In response to these developments, there has been vigorous debate-debate that has sometime been quite contentious—about the extent of the problems and about what to do to improve the field. Editors and publication committees have struggled to determine whether policy changes are needed, which changes will do the most good, and how quickly these changes should be implemented. Fortunately, among personality psychologists, there seems to be a bit more consensus than there is in other areas of psychology. There appears to be general agreement not only about the existence of the problem, but also about the steps we should take to improve things. This makes it somewhat easier for an editor of a personality journal to implement policy changes than it might be in some other areas, which is why JRP has been able to quickly respond to the replicability debate with concrete policy changes.

Of course, just because personality psychologists recognize that a problem exists and can agree in general about the path forward, this does not mean that we are actually succeeding in improving our practices. We may all agree in principle that replications are needed, while still failing to conduct them ourselves. We may recognize the benefits of large sample studies while still feeling the pressure to do more with limited resources. Thus, while policy changes are important, we must also evaluate the effects of those changes on the studies that we publish.

At JRP, we have primarily focused on encouraging replications and increasing focus on power and precision. Specifically, to encourage replications, we instituted a new policy that allows for authors to submit replication attempts of studies previously published in JRP (specifically, those studies published in the past five years). These papers will be subject to an abbreviated review process that focuses solely on whether the study is a reasonable (and adequately powered) replication of the original study. The rationale for the abbreviated review process (and for the decision to limit what types of replications will be considered) is that the importance of the question and the design of the study have already been evaluated and approved by reviewers, and therefore, the only question is whether the replication attempt is faithful to the original. Papers that pass this minimal threshold will be published, regardless of the outcome of the study.

The goal of this policy is to explicitly acknowledge that we value replication and to create incentives that encourage people to conduct replication studies. It is likely that replication studies will never be as highly valued as studies demonstrating a new effect, but our policy changes the risk/reward ratio in a way that favors replication.
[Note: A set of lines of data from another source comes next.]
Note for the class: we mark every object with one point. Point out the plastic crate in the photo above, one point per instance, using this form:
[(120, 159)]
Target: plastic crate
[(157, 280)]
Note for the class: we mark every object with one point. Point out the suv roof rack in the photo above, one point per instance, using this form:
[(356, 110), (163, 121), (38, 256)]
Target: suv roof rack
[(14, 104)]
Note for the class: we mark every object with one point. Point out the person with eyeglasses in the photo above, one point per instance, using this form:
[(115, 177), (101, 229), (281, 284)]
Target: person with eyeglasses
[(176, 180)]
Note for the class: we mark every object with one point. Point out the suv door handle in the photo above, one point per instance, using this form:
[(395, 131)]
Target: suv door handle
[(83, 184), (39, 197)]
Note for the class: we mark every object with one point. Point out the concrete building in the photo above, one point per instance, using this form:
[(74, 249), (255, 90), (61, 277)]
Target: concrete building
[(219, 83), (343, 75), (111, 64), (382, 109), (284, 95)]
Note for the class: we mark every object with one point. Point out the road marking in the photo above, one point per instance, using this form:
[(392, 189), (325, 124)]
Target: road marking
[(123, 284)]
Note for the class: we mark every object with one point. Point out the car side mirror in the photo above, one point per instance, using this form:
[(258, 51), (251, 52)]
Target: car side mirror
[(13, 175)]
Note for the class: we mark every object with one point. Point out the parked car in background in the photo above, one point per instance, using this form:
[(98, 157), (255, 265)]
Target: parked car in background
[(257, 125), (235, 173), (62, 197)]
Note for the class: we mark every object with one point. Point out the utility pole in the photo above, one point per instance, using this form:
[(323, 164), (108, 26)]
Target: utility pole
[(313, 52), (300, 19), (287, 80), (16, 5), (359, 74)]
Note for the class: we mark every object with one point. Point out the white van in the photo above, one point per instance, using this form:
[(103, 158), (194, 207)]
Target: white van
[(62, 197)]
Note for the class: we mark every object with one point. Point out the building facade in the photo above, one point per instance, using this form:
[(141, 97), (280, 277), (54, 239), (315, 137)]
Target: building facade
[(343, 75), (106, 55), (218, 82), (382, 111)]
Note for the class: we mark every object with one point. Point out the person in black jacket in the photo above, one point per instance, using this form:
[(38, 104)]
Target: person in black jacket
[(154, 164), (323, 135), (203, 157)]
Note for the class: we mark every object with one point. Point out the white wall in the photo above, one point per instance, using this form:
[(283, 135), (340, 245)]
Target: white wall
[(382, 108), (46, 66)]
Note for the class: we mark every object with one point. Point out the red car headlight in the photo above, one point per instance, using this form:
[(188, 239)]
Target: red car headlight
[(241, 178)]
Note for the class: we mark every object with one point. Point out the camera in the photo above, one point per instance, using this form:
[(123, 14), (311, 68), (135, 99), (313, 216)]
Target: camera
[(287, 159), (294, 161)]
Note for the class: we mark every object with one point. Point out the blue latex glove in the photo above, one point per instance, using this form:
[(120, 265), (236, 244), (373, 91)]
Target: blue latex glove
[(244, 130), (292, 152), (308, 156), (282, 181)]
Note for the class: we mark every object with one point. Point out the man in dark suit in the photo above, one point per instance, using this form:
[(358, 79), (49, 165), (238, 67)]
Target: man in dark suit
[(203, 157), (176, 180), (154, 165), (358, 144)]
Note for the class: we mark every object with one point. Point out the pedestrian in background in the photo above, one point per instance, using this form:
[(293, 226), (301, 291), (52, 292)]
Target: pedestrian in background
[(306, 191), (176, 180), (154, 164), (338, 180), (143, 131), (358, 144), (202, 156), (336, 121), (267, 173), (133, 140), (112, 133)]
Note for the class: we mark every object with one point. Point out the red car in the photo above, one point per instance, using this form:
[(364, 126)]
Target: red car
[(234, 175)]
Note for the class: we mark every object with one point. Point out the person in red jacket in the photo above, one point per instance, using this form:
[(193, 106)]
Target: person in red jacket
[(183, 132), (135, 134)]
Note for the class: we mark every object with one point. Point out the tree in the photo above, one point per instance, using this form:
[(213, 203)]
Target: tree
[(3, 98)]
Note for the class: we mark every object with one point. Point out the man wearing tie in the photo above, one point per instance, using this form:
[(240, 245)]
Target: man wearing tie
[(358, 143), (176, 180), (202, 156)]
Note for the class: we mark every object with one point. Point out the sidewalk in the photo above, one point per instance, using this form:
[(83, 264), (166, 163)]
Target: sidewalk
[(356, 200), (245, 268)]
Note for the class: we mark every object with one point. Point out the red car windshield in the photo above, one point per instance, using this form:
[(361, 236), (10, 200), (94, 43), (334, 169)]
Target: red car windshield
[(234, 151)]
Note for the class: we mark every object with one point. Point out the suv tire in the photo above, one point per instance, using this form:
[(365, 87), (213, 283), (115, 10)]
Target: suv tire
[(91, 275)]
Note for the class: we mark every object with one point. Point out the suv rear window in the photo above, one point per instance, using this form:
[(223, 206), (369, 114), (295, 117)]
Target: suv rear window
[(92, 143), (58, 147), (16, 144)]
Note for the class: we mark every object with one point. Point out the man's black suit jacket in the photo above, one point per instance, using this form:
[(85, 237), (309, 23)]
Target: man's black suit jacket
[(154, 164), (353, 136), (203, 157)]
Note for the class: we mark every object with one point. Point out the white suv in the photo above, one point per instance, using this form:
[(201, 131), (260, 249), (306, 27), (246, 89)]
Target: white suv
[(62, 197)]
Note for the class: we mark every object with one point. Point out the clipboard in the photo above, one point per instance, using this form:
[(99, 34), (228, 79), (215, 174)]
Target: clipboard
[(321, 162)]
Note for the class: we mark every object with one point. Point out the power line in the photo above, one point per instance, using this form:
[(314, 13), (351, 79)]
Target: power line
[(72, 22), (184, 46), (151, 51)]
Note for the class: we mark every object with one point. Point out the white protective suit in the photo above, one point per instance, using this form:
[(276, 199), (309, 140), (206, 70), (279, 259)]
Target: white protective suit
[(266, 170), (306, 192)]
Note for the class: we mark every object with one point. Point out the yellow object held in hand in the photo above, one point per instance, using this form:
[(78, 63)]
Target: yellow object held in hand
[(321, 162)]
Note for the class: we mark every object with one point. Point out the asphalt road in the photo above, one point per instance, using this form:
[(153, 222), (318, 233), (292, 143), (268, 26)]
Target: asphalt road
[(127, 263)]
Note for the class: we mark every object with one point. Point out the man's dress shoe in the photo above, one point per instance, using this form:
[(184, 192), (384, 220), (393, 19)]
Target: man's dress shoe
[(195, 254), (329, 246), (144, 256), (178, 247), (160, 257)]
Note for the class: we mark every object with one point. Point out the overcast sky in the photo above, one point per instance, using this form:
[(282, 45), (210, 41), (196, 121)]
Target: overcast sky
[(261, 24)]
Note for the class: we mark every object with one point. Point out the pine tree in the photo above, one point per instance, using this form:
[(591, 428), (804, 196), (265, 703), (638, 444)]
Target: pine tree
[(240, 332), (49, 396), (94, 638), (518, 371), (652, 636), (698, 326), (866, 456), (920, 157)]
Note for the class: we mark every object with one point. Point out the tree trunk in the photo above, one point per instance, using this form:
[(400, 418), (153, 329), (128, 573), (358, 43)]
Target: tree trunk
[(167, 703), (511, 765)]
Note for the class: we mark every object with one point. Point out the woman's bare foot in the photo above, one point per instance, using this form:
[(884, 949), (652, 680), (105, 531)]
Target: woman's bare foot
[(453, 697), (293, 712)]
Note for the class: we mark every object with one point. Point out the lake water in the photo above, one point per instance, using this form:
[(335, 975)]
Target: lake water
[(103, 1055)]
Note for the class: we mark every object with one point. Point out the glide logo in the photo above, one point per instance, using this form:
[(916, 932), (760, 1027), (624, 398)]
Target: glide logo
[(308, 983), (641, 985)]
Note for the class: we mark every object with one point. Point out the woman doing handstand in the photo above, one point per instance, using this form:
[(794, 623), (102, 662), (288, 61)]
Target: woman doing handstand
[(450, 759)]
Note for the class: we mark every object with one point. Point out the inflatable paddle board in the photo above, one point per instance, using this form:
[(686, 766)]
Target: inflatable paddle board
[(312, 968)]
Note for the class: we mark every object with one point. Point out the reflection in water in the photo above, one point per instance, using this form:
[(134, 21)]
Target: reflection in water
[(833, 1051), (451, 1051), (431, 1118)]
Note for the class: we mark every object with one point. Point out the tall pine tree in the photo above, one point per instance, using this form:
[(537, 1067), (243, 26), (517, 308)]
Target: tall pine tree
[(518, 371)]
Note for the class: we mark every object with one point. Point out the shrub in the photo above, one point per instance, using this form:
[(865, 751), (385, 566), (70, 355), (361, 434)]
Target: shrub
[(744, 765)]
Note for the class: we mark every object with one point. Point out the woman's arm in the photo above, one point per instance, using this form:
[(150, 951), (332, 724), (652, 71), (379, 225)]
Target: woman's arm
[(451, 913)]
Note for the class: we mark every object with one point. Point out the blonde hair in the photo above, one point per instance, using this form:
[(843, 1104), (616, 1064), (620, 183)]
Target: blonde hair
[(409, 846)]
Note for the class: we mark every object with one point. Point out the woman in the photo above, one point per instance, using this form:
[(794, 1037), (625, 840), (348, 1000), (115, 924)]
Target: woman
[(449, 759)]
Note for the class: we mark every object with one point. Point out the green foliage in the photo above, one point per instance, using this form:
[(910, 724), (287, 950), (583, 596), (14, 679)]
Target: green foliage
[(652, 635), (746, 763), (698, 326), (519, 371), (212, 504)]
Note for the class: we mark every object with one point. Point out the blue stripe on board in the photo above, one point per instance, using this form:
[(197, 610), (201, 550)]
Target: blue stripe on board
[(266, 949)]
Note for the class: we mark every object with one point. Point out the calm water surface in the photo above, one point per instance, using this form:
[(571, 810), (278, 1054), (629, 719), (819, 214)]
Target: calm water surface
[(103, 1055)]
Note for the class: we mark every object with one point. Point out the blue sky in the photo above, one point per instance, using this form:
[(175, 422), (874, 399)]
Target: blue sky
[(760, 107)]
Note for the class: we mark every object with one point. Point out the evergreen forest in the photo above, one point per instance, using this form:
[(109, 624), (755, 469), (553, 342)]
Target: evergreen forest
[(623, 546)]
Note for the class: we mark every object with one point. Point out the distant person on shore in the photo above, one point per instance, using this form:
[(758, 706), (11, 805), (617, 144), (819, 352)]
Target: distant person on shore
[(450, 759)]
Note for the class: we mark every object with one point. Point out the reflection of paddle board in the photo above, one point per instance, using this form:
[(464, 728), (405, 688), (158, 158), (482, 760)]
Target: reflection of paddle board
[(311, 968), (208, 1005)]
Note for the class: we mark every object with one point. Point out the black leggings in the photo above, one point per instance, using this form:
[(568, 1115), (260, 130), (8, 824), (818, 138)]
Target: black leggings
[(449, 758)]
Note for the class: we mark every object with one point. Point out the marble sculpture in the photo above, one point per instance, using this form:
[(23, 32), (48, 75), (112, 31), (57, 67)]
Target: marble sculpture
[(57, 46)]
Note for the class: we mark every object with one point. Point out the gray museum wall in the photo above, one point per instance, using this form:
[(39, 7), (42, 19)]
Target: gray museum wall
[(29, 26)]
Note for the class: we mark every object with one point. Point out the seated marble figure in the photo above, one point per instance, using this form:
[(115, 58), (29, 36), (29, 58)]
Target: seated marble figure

In short, when researchers chase a new finding, there is high risk involved, but also there is potentially high reward. With JRP's policy, we can lower the risk involved in conducting replications by almost guaranteeing publication when competent replication studies are conducted.

The primary concern that we heard when considering and then implementing this policy is that because replication studies would be so easy to do, the journal would be overrun with submissions from authors out to get an easy addition to their C.V. What this concern fails to recognize is that running any study—replication or otherwise—takes time and resources, and even those who value replication continue to balance their time between replication attempts and original research. Indeed, in the years since this policy has been in place, we have only received a handful of papers submitted under the replication policy. So we are far from being overrun with replications, and I hope that the numbers increase in the years to come.

Our second major policy initiative was to require authors to explicitly justify sample sizes and to have editors take a more active role in evaluating power and precision in the early stages of the review process. Papers that are clearly underpowered are much more likely to be rejected without review as a result of this policy. Ideally, we would evaluate the effects of this policy by tracking power in our studies over time. Unfortunately, with the types of studies published at JRP, this can be a tricky thing to do in an efficient way. We have, however, begun to track some characteristics of our studies over time. Specifically, my student Carol Tweten and I borrowed the approach used by Chris Fraley and Simine Vazire in their paper assessing the "N-Pact Factor" of various journals, and started tracking the median sample size of studies published in JRP. The figure below shows how sample sizes have increased over the past nine years. The data from 2006 to 2010 (the light blue bars) come from the Fraley and Vazire paper (where they selected a sample of articles from each year); the data in the dark blue bars are based on our own analyses, where we included median sample sizes from every study we published (the discrepant values for 2010 are due to this difference in sampling strategy). As can be seen in the figure, sample sizes have increased steadily, more than tripling from 2006 to 2014. The increase from 2013 to 2014-a time when the new policies were coming into effect-was especially pronounced. Of course, we do not know whether these improvements will continue over time. Indeed, we cannot really be sure they are even improvements. It is possible that the increase in sample size has co-occurred with a decrease in the effect sizes that the studies are designed to detect. However, it is encouraging that at least this one easily tracked contributor to the power of our studies is improving over time.

N-pact figure
Figure 1. Median Sample Size of Studies Published in JRP from 2006 to 2014
 

One concern that has been mentioned when thinking about policies that encourage larger sample sizes is that the enforcement of such policies would make it more difficult for researchers at universities with small participant pools, or that it would make it more difficult to conduct studies that use more expensive or burdensome methods. We have also tried to examine this issue by tracking certain features of the studies that are published in JRP. For instance, we can show that as sample size has increased, there has not been an increase in studies that rely on large samples of undergraduates (if anything, there has been slight decrease in such studies). Furthermore, although the frequency of some methods appears to have declined over time, others have increased. However, it will be necessary to track this information for longer periods of time to see the long-term effects of these policies. We plan to continue gathering this information for JRP and perhaps other journals, so we can see what effect these policies really have.

In the past few years, there has been considerable debate-both in the pages of our journals and in social media-about the extent to which there is a reproducibility problem and about the things we can do to fix such a problem. Often, these debates focus on hypothetical outcomes that could potentially occur if certain reform-based policies were to be implemented. Fortunately, the extent to which policy changes lead to positive or negative outcomes is an empirical question. At JRP we have not only implemented new policies we think will have the biggest impact on the quality of the science we publish, we have also attempted to track the effects of these policies over time. Hopefully, by doing this, we can contribute to knowledge not only about personality psychology, but also about best practices for ensuring that high quality research makes it into the pages of the journals in our field.